Il presidente americano Biden non ha apportato modifiche sostanziali alla politica di base portata avanti dal suo predecessore: sebbene gli Stati Uniti vendano armi difensive a Taiwan e mantengano legami non ufficiali, infatti, non supportano l’indipendenza di Taiwan e non si sono mai impegnati esplicitamente a difendere Taiwan dall’invasione cinese, ma persistono nella politica dell’ex presidente Donald Trump nell’approfondimento dei legami con l’isola, incluso il rilancio dei colloqui commerciali, il rafforzamento della cooperazione con la guardia costiera taiwanese e l’allentamento dei limiti ai contatti tra i funzionari del governo degli Stati Uniti e di Taiwan. Allo stesso tempo, Stati Uniti e Cina hanno continuato a litigare su questioni come Hong Kong, Xinjiang, diritti umani, sicurezza informatica e commercio, con i diplomatici dei due paesi che si sono presi “a pesci in faccia” pubblicamente durante i colloqui in Alaska a marzo. E sebbene ci siano segni di un disgelo nelle relazioni, incluso un vertice virtuale tra Biden e Xi previsto entro la fine dell’anno, tale progresso potrebbe essere compromesso proprio dal disaccordo su Taiwan.
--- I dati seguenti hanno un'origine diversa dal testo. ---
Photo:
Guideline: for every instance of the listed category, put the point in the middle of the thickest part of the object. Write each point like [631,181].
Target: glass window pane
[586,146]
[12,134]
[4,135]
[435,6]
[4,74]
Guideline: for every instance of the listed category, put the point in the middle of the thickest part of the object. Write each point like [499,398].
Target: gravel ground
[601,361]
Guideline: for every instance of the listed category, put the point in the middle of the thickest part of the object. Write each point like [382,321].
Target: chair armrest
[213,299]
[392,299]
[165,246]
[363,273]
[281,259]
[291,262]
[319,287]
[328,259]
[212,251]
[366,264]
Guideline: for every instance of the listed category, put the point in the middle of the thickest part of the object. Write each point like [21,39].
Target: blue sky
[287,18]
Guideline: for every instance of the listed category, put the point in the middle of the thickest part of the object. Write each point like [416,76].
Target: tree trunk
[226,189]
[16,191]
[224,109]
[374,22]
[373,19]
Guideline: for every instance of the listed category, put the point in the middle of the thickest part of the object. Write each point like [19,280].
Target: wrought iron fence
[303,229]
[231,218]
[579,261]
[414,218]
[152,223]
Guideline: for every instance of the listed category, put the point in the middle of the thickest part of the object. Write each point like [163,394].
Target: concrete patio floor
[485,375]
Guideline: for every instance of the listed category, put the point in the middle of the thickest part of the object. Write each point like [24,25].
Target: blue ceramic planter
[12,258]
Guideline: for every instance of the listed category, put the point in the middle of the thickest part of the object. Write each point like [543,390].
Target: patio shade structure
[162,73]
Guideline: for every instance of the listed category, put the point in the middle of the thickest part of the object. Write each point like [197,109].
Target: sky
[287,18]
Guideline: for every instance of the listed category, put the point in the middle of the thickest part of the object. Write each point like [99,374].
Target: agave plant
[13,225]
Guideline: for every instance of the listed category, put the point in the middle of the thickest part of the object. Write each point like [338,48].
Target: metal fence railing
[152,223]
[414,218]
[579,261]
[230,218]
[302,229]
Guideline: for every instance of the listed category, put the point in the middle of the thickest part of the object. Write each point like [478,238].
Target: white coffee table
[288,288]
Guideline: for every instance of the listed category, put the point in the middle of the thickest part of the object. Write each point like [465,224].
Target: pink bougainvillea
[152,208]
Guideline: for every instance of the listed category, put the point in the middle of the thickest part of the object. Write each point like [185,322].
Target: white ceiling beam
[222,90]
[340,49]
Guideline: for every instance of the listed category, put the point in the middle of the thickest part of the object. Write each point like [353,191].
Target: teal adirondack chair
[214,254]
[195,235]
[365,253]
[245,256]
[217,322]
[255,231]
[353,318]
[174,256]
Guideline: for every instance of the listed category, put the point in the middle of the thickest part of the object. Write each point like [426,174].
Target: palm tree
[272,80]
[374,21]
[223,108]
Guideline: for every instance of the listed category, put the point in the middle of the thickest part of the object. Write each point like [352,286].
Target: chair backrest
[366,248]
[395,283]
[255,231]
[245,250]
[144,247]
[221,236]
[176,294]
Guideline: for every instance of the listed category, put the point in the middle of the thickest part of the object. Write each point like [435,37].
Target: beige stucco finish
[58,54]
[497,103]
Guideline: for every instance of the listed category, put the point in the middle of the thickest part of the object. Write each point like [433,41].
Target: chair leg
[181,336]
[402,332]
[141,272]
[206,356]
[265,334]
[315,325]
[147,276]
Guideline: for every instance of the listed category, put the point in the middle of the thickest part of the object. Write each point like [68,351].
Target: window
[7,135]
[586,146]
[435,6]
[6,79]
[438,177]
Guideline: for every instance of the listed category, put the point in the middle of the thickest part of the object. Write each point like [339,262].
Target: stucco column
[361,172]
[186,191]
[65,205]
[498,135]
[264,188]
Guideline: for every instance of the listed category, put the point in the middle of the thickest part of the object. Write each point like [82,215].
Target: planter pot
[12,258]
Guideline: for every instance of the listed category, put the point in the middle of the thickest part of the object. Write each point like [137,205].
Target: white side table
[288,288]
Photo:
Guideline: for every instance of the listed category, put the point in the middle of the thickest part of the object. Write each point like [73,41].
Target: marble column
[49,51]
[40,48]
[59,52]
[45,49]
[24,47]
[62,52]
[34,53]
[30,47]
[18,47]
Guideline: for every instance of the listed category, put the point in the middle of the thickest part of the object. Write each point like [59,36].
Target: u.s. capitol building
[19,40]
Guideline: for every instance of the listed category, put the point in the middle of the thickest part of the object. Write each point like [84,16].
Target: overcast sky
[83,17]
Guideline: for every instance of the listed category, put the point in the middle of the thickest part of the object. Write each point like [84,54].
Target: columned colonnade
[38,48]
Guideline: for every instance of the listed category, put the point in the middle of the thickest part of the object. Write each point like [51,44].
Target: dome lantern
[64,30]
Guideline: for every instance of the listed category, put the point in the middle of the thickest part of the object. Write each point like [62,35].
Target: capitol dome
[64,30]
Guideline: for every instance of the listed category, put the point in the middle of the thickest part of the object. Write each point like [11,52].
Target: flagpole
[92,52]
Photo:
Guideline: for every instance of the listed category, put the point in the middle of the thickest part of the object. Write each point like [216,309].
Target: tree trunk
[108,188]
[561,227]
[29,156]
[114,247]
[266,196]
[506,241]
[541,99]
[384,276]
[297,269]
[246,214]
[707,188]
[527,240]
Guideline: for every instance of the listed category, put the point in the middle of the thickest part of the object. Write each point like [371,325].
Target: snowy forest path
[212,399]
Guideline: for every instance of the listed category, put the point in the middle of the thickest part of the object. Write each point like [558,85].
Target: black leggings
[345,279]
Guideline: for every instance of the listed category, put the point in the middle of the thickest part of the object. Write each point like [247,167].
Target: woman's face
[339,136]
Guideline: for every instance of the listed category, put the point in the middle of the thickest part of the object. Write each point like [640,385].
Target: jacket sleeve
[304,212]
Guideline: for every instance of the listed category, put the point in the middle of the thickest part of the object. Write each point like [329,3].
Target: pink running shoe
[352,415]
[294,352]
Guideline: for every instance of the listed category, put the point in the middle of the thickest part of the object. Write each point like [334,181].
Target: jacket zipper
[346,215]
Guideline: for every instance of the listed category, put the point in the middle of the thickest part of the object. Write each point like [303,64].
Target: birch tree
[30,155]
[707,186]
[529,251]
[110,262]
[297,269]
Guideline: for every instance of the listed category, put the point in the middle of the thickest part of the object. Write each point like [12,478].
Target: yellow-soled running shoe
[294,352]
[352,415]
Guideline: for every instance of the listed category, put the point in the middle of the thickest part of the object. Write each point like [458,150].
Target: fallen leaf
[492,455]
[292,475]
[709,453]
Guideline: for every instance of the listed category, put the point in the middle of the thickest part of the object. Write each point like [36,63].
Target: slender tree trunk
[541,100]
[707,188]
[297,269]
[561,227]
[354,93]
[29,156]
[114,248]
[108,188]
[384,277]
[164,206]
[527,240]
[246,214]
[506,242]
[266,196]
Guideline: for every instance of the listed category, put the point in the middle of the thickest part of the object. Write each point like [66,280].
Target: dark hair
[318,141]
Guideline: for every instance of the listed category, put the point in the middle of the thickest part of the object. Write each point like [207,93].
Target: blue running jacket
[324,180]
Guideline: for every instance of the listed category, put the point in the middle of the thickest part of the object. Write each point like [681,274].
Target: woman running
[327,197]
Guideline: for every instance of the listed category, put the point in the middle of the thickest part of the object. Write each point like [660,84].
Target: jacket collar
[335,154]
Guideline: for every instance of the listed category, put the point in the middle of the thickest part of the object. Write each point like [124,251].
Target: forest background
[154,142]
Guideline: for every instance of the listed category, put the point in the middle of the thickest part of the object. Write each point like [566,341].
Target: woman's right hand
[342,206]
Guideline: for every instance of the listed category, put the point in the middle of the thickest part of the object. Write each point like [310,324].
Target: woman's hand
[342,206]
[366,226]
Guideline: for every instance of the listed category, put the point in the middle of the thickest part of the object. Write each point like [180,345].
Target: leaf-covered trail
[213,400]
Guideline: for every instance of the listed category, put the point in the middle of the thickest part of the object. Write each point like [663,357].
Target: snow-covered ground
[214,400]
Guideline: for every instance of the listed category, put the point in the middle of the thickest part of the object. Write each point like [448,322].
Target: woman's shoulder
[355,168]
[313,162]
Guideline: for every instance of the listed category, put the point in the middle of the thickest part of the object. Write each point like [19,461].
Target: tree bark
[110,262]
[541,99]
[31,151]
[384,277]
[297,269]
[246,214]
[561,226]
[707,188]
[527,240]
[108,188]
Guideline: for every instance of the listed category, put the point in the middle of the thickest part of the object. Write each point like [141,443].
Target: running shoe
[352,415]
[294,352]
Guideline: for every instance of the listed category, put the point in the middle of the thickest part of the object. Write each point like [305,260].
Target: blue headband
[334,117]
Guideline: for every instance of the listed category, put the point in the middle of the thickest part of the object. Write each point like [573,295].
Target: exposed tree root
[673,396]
L’attività militare della Cina vicino all’isola ”è destabilizzante, rischia di spingere Pechino a calcoli errati e ha il potenziale per minare la pace e la stabilità regionali”, ha detto il segretario di Stato Antony Blinken in una conferenza stampa questo mese. Mentre dal canto suo, in una conferenza stampa la scorsa settimana, il portavoce del ministero degli Esteri cinese, Zhao Lijian, ha affermato che gli Stati Uniti stanno “alimentano il confronto geopolitico” vendendo armi a Taiwan, facendo atterrare aerei militari statunitensi sull’isola e inviando navi da guerra attraverso lo stretto di Taiwan. “Gli Stati Uniti sono un piantagrane globale” ha aggiunto senza mezzi termini Zhao, “un sabotatore della pace e della stabilità regionali e una minaccia per la solidarietà e la cooperazione”.
Per colmo di ipocrisia, poi, non bisogna dimenticare che la maggior parte dei paesi oggi – Stati Uniti, molto significativamente, compresi – ha pieni legami diplomatici con la Cina anziché con Taiwan e non riconosce Taiwan come stato sovrano. E i vasti giochi di guerra tenuti da Washington all’inizio di quest’anno nell’area, se hanno potuto dimostrare che le forze americane sarebbero in grado di contrastare un’invasione cinese simulata di Taiwan nell’anno 2030, non potrebbero evitare di trasformare una eventuale vittoria in una classica vittoria di Pirro, con una massiccia perdita di vite umane. E chi, in America, e altrove nel Mondo, sarebbe pronto a “morire per Taiwan”?